Telmoment Omertellen dient ‘s nachts te geschieden. De Talmoed zegt: “Men had kunnen menen, dat men de gerst overdag zou kunnen oogsten en brengen en dat men ook overdag zou mogen tellen. Ter lering daaromtrent staat er geschreven (Leviticus 23:15): “...zeven volle weken...”. Wanneer zijn de zeven weken nu vol? Indien men met ingang van nacht (het begin van de volgende dag) begint te tellen! In feite mag men de gehele nacht (met beracha) tellen, maar de Poskiem (beslissende Geleerden) stellen, dat men de mitswa van het Omertellen op de meest juiste wijze volbrengt, indien men aan het begin van de nacht telt. Zou men hebben nagelaten de eerste nacht te tellen, dan zou de eerste week niet ‘vol’ (compleet) zijn, daar al een nacht voorbij gegaan zou zijn voor het begin der telling. Er bestaat een interessant verschil in gebruik bij het Omertellen tussen de Joodse gemeenten in Babylonië en Israël; de Joden in Israël hadden de gewoonte de Omer zowel ‘s nachts als overdag te tellen. Deze laatste minhag is bewaard gebleven bij de Egyptische Joden: na het ochtendgebed tellen zij de Omer nogmaals (uiteraard zonder beracha).

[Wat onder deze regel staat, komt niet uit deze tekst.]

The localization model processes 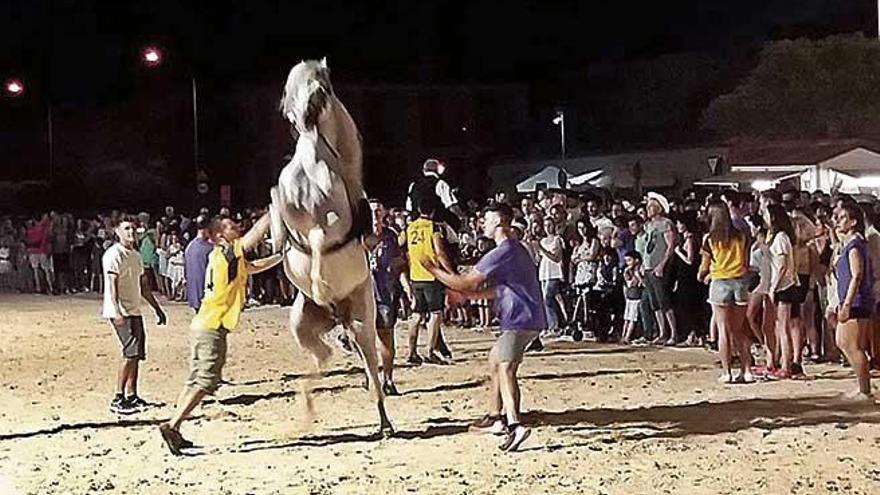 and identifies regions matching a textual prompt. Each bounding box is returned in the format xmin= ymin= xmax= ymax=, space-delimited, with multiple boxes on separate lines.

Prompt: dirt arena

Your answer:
xmin=0 ymin=295 xmax=880 ymax=495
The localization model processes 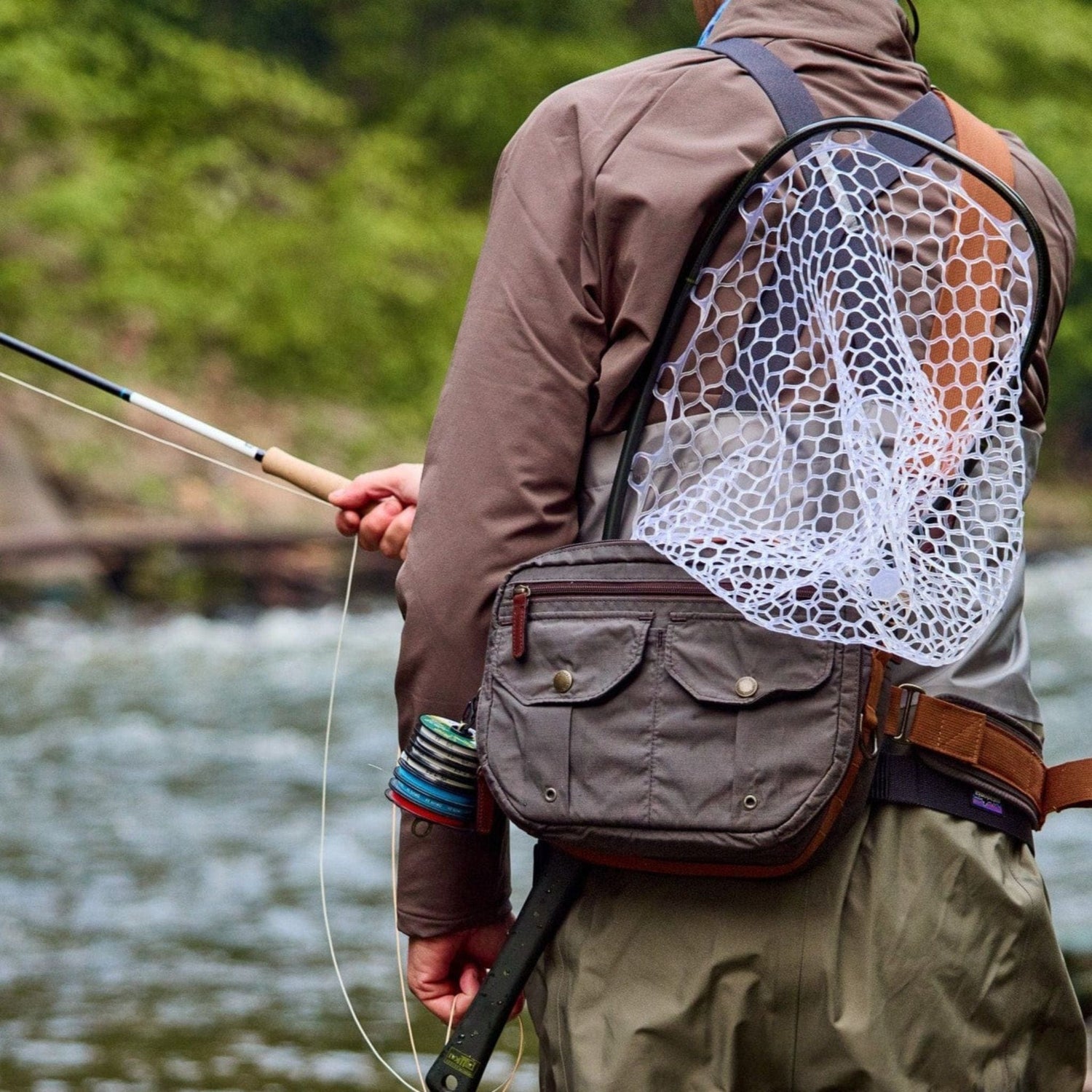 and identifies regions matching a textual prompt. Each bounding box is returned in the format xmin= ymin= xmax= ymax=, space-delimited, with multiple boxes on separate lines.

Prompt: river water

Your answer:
xmin=0 ymin=554 xmax=1092 ymax=1092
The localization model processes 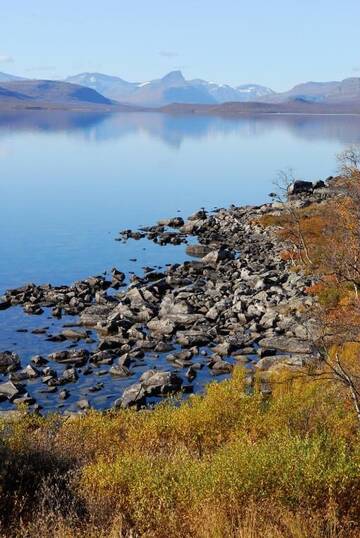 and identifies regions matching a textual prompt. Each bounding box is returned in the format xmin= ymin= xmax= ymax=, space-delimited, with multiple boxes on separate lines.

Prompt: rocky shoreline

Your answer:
xmin=0 ymin=178 xmax=330 ymax=412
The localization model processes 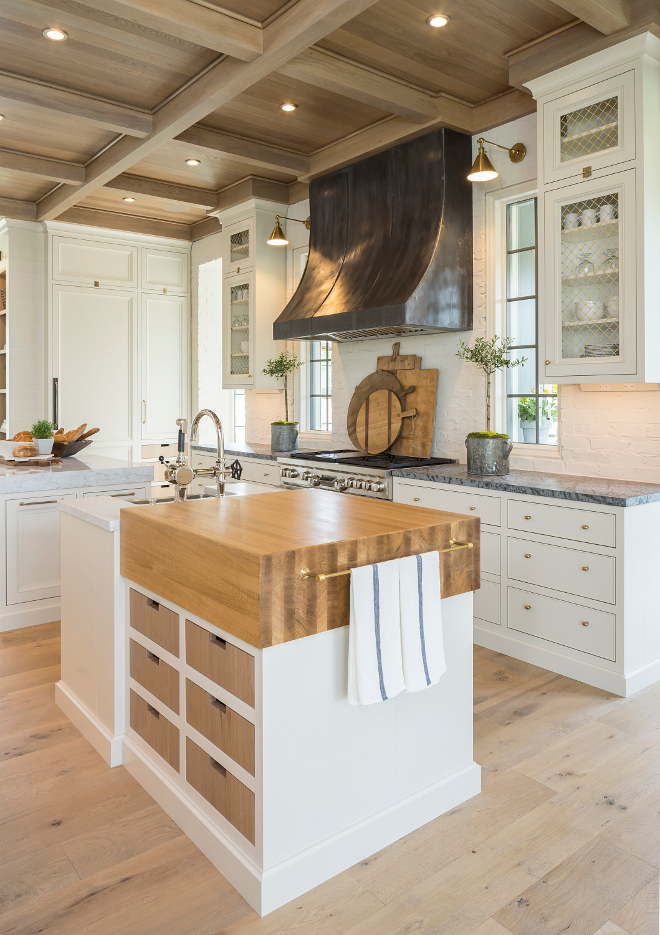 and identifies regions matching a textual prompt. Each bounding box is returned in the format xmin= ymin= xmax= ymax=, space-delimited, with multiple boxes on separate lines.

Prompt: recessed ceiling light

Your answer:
xmin=43 ymin=26 xmax=69 ymax=42
xmin=426 ymin=13 xmax=449 ymax=29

Tellen overdag Bij de Risjoniem bestaat verschil van mening over het tellen overdag. Als je vergeten bent ‘s avonds na het invallen van nacht te tellen en je je dit pas de volgende dag herinnert, kan je dan alsnog de telling inhalen (overdag) of geldt, dat je de telling niet meer kan inhalen?
Hieromtrent bestaan drie meningen:
a. men kan de volgende dag nog met beracha tellen en de misser zo inhalen; b. men kan de volgende dag in het geheel niet meer tellen, zelfs niet zonder beracha, zodat de misser niet meer (overdag) is in te halen; c. men kan de volgende dag het gemiste inhalen door een juiste telling, maar dit inhaaltellen geschiedt zonder beracha (in overeenstemming met het principe, dat “indien er twijfel bestaat of een beracha gezegd moet worden wij de beracha niet zeggen, safeek berachot lehakeel”).

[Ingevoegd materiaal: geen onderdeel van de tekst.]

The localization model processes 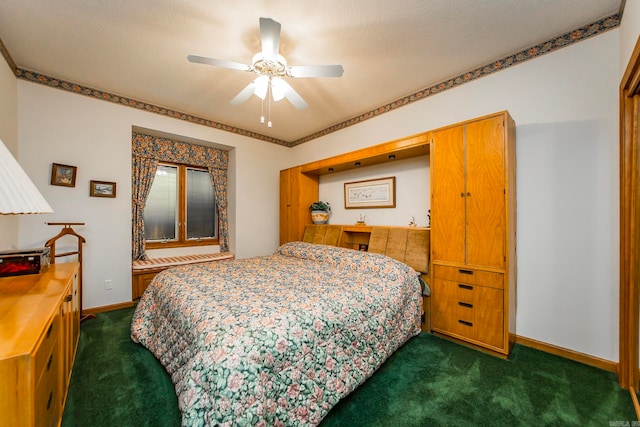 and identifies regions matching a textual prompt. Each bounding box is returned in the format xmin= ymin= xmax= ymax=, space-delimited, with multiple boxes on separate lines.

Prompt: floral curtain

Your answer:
xmin=209 ymin=168 xmax=229 ymax=252
xmin=131 ymin=155 xmax=158 ymax=260
xmin=131 ymin=132 xmax=229 ymax=260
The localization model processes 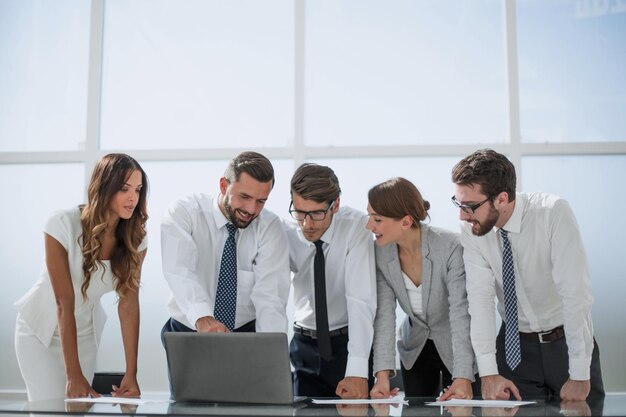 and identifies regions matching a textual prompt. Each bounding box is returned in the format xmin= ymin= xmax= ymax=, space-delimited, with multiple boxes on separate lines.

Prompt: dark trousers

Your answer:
xmin=496 ymin=323 xmax=604 ymax=398
xmin=289 ymin=333 xmax=373 ymax=397
xmin=161 ymin=317 xmax=256 ymax=393
xmin=400 ymin=339 xmax=480 ymax=397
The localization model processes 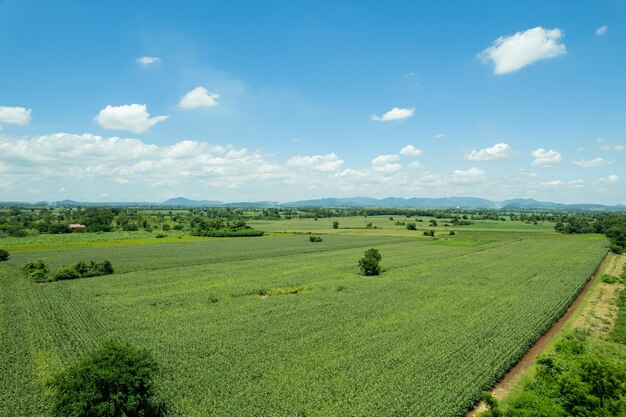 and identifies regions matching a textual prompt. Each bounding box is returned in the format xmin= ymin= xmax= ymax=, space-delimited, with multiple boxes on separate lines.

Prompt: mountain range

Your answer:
xmin=0 ymin=197 xmax=626 ymax=211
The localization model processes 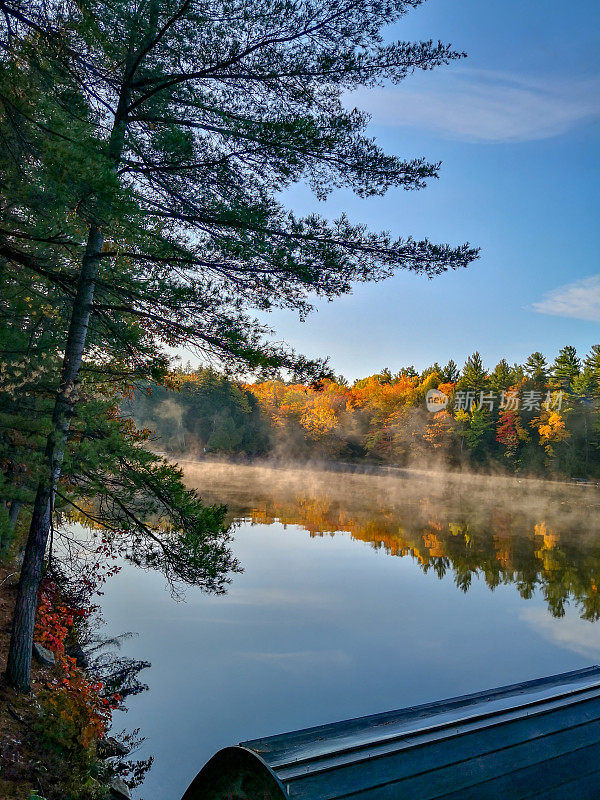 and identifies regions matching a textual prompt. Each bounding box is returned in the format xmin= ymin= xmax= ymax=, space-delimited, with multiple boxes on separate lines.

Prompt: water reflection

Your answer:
xmin=188 ymin=464 xmax=600 ymax=621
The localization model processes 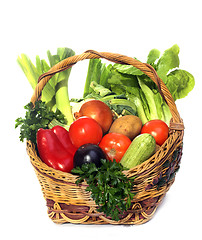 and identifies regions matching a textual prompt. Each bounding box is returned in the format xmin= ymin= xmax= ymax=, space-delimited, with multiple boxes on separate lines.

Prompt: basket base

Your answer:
xmin=46 ymin=196 xmax=163 ymax=225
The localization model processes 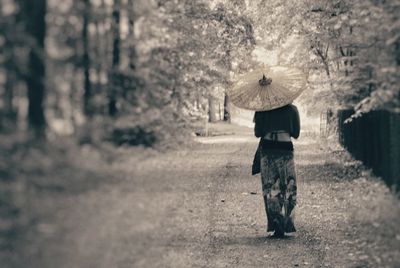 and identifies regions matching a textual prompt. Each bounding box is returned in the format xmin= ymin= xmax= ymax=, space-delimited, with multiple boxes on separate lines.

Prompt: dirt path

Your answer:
xmin=19 ymin=125 xmax=400 ymax=268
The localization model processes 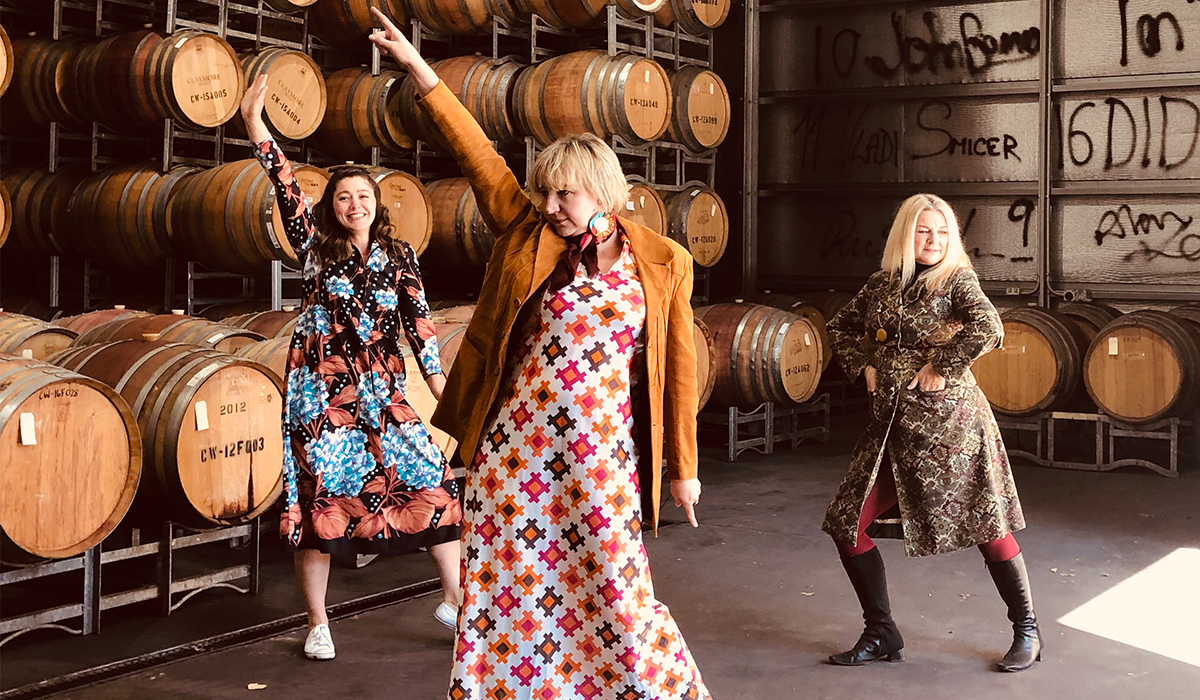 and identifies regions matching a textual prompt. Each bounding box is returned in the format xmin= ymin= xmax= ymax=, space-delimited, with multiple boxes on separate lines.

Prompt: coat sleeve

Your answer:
xmin=253 ymin=138 xmax=317 ymax=263
xmin=418 ymin=82 xmax=539 ymax=238
xmin=930 ymin=270 xmax=1004 ymax=377
xmin=396 ymin=244 xmax=442 ymax=377
xmin=827 ymin=273 xmax=878 ymax=381
xmin=662 ymin=253 xmax=700 ymax=480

Deze laatste mening wordt als halacha gebracht in de Sjoelchan Aroech. Met andere woorden men blijft ‘in de telling’ doordat men overdag het gemiste inhaalt, maar men mag bij deze ‘inhaal-manoeuvre’ overdag geen beracha zeggen.
De continuatie bij het tellen De continuïteit bij het tellen, stamt uit de woorden “... (zeven) volledige weken...”, die de Tora gebruikt bij de plicht van het Omertellen. De Talmoed zelf leidt uit de woorden “...volledige weken...” alleen af, dat het geboden is ‘s avonds na het invallen van nacht te tellen. Behag ziet in deze woorden echter een positieve verplichting: alle negenenveertig dagen der omertelling vormen één eenheid, wat impliceert, dat, indien men gedurende een volledig etmaal de Omertelling niet heeft verricht, de volgende dagen niet meer geteld kunnen worden. Immers, indien men één dag gemist heeft, kan niet meer gesproken worden van zeven volledige weken. In het tijdperk van de Ge’oniem (750-1000 n.d.g.j.) is over deze halacha veel gediscussieerd: “Indien men knoflook heeft gegeten en hierdoor sterk ruikt, mag men dan nog meer knoflook eten, zodat men nog sterker geurt?”, waarmee men bedoelde te zeggen, dat het eigenlijk niet juist is verder Omertellen te staken, indien men de sefiera één dag heeft nagelaten en hierdoor een overtreding heeft begaan. Een andere vraag is of men door de telling één dag na te laten ook niet meer het recht heeft de weken te tellen...! En indien het waar is, dat de telling van negenenveertig dagen naar de opvatting van Behag slechts één (langdurige) mitswa is, waarom zeggen we dan elke avond een beracha over het Omertellen? Ook de Tosafisten vielen over deze vragen en concluderen, dat de mening van Behag twijfelachtig is. Rosj in naam van Rabbenoe Jitschak (12de eeuw) stelt daarom, dat elke avond en elke telling een afzonderlijke mitswa is; anders dus dan Behag.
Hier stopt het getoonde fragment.